Anti-Angiotensin II Type 1 Receptor Antibodies and Kidney Transplant Outcomes

Incompatibility between non-genetically identical donors and recipients has been increasingly recognized as the main contributing factor to solid allograft rejection and failure, through the triggering of donor-specific responses mediated by T- and B-lymphocytes. The Human Leucocyte Antigen (HLA) system has been identified as the main target of donor-specific responses, especially through the production by the recipient of antibodies directed toward non-self donor HLA molecules expressed on the allograft endothelium. As a consequence, in organ transplantation, the current approach to immunological risk stratification, patient monitoring and rejection diagnosis is based on biomarkers derived from the HLA system. However, this approach does not provide a sufficient accuracy for the risk stratification and the diagnosis of immunological complications in solid organ transplantation, which still remain the dominant cause of allograft failure.

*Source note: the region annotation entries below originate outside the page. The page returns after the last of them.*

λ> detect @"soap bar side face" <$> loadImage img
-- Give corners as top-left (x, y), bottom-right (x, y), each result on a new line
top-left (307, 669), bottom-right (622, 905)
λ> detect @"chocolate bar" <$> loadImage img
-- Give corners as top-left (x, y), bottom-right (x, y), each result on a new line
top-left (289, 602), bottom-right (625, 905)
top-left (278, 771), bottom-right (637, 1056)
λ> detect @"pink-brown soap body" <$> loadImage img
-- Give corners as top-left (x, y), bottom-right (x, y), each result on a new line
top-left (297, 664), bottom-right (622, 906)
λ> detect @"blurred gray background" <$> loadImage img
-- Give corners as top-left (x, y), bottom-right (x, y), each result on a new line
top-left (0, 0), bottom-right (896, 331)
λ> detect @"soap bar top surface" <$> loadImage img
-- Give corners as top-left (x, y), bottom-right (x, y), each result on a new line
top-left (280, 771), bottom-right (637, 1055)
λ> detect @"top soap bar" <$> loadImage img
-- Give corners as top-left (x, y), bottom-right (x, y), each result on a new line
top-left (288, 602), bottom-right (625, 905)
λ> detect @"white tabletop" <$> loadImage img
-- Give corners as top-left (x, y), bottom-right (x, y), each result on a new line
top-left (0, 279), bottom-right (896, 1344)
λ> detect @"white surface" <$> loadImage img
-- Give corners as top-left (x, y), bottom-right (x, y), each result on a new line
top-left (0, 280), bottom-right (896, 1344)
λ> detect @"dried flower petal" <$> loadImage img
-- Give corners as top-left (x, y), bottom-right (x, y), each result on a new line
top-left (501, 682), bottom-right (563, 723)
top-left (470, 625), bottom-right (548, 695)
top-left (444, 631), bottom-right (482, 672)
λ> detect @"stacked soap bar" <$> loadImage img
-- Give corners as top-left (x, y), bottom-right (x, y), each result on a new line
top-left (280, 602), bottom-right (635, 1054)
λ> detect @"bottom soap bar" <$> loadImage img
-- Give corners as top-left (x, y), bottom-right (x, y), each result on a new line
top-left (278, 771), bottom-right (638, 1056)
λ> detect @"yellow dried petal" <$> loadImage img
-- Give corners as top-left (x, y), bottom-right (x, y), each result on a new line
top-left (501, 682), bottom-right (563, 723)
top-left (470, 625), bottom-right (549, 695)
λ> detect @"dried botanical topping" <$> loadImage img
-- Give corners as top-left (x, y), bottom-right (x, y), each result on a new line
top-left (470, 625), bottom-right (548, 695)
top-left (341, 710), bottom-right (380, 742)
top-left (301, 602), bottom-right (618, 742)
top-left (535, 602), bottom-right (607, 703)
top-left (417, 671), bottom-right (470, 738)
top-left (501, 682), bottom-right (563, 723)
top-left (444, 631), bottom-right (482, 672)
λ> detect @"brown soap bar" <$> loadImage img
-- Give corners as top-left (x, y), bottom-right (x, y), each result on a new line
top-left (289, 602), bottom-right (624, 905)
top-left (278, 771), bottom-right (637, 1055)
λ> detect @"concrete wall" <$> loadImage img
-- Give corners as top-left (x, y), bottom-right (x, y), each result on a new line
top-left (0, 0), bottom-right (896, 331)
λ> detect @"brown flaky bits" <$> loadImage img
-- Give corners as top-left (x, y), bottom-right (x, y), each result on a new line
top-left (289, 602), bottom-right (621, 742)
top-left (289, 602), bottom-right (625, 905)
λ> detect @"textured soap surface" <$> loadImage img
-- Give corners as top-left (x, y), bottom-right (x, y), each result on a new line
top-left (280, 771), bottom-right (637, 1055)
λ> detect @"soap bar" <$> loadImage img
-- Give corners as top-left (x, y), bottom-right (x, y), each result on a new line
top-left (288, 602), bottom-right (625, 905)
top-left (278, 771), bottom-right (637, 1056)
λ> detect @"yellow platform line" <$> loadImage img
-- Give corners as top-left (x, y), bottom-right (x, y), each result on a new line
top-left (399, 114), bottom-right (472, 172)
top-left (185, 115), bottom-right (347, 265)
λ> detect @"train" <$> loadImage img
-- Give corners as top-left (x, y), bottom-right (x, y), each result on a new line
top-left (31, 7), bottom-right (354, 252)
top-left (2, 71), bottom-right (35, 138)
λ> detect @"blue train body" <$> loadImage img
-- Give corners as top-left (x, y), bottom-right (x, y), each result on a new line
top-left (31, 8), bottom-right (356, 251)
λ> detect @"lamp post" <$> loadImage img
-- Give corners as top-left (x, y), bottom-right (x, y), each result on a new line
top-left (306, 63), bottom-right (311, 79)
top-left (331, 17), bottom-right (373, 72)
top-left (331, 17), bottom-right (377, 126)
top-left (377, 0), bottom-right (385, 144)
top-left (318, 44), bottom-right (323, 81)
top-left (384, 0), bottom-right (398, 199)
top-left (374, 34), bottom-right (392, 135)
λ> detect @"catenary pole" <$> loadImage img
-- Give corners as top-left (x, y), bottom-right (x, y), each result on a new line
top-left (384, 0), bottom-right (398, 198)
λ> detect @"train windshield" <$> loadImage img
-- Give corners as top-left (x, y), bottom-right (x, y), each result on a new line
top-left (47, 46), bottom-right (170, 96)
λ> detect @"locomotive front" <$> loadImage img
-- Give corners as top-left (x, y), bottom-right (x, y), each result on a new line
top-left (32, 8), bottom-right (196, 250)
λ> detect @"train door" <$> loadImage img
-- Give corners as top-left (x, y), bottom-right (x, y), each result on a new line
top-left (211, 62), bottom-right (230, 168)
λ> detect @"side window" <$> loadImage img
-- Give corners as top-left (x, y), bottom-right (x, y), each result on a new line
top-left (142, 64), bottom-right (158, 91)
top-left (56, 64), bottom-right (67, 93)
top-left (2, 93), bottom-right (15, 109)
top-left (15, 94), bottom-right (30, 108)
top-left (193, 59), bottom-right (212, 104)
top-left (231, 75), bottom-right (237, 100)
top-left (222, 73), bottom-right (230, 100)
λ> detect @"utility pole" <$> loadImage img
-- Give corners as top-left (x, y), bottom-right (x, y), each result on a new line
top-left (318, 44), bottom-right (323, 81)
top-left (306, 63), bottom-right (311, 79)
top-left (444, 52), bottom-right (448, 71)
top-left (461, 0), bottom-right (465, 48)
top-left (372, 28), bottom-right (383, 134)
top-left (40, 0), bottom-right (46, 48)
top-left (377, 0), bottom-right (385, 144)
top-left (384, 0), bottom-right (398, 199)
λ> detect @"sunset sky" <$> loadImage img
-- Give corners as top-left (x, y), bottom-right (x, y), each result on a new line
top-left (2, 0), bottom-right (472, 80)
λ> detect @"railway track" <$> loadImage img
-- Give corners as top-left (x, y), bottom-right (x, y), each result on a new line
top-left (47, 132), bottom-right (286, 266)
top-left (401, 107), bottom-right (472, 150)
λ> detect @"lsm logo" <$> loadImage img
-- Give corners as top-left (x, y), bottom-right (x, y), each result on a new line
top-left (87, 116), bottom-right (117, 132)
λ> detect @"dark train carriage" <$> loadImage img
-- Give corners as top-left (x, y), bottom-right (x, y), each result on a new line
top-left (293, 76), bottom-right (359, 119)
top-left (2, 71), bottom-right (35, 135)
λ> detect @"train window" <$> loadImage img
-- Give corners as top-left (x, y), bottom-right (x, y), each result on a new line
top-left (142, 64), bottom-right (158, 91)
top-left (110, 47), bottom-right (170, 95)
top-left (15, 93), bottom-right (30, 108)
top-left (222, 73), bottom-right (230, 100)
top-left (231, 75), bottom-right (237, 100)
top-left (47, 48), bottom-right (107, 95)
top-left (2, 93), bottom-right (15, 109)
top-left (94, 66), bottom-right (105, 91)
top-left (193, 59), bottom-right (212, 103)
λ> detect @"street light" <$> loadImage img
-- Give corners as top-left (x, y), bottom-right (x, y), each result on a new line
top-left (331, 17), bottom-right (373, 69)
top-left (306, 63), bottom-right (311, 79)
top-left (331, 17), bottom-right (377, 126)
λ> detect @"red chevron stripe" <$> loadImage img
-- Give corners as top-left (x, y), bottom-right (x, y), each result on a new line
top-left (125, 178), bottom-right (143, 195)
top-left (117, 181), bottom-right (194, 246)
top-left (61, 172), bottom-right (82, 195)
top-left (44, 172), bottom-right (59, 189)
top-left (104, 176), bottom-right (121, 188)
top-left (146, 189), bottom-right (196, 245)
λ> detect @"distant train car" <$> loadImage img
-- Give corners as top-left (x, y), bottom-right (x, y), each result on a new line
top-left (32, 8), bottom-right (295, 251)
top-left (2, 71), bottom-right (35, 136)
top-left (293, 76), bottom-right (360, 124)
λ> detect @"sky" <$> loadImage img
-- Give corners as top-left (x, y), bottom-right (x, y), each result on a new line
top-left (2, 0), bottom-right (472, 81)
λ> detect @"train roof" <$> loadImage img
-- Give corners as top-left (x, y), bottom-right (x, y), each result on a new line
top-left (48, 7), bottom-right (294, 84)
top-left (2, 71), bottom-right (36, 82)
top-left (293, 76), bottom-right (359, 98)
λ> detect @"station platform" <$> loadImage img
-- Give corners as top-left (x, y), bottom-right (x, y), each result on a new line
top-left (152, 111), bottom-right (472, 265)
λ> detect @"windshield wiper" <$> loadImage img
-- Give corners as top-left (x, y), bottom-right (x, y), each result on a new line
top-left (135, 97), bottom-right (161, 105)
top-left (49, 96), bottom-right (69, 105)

A recent body of evidence supports that specific non-HLA antigens expressed on the allograft endothelium may be relevant to allograft rejection, suggesting that a new strategy to transplant diagnostic testing at a non-HLA level would help to overcome the limitations of the current HLA-based approach to immunological assessment of transplant recipients. Among antibodies to non-HLA endothelial antigens, angiotensin II type 1 receptor activating antibodies have been the most widely reported antibodies to associate with the occurrence of allograft rejection, dysfunction and loss, even if their independent role, with respect to the presence of concomitant anti-HLA antibodies, has not been demonstrated.

Study Overview

• Status: Completed
• Conditions: Kidney Transplant Failure and Rejection
• Intervention / Treatment: Diagnostic test: Anti-angiotensin II type 1 receptor antibody measurement; Diagnostic test: Measurement of ENDAT expression level allograft; Other: Allograft survival; Other: Allograft rejection appearance

Detailed Description

The aims of this study are:

1. To assess the incidence of post-transplant anti-angiotensin II type 1 receptor antibodies within the first year after transplantation in an unselected population of kidney transplant recipients.
2. To investigate the incidence of biopsy-proven kidney allograft rejection according to the presence of post-transplant anti-angiotensin II type 1 receptor antibodies and of post-transplant concomitant donor-specific anti-HLA antibodies within the first year after transplantation, and to evaluate the incidence of rejection cases associated with anti-angiotensin II type 1-receptor antibodies that are not recognized by the current diagnostic approach based on HLA testing.
3. To investigate the allograft injury phenotype associated with post-transplant anti-angiotensin II type 1 receptor, using histopathology, immunochemistry and measurement of endothelial-associated transcript (ENDAT) expression level in allograft.
4. To evaluate the impact of post-transplant anti-angiotensin II type 1 receptor antibodies on kidney allograft survival up to 7 years after inclusion, in univariate and multivariable survival models including clinical, histological and immunological risk factors for allograft loss.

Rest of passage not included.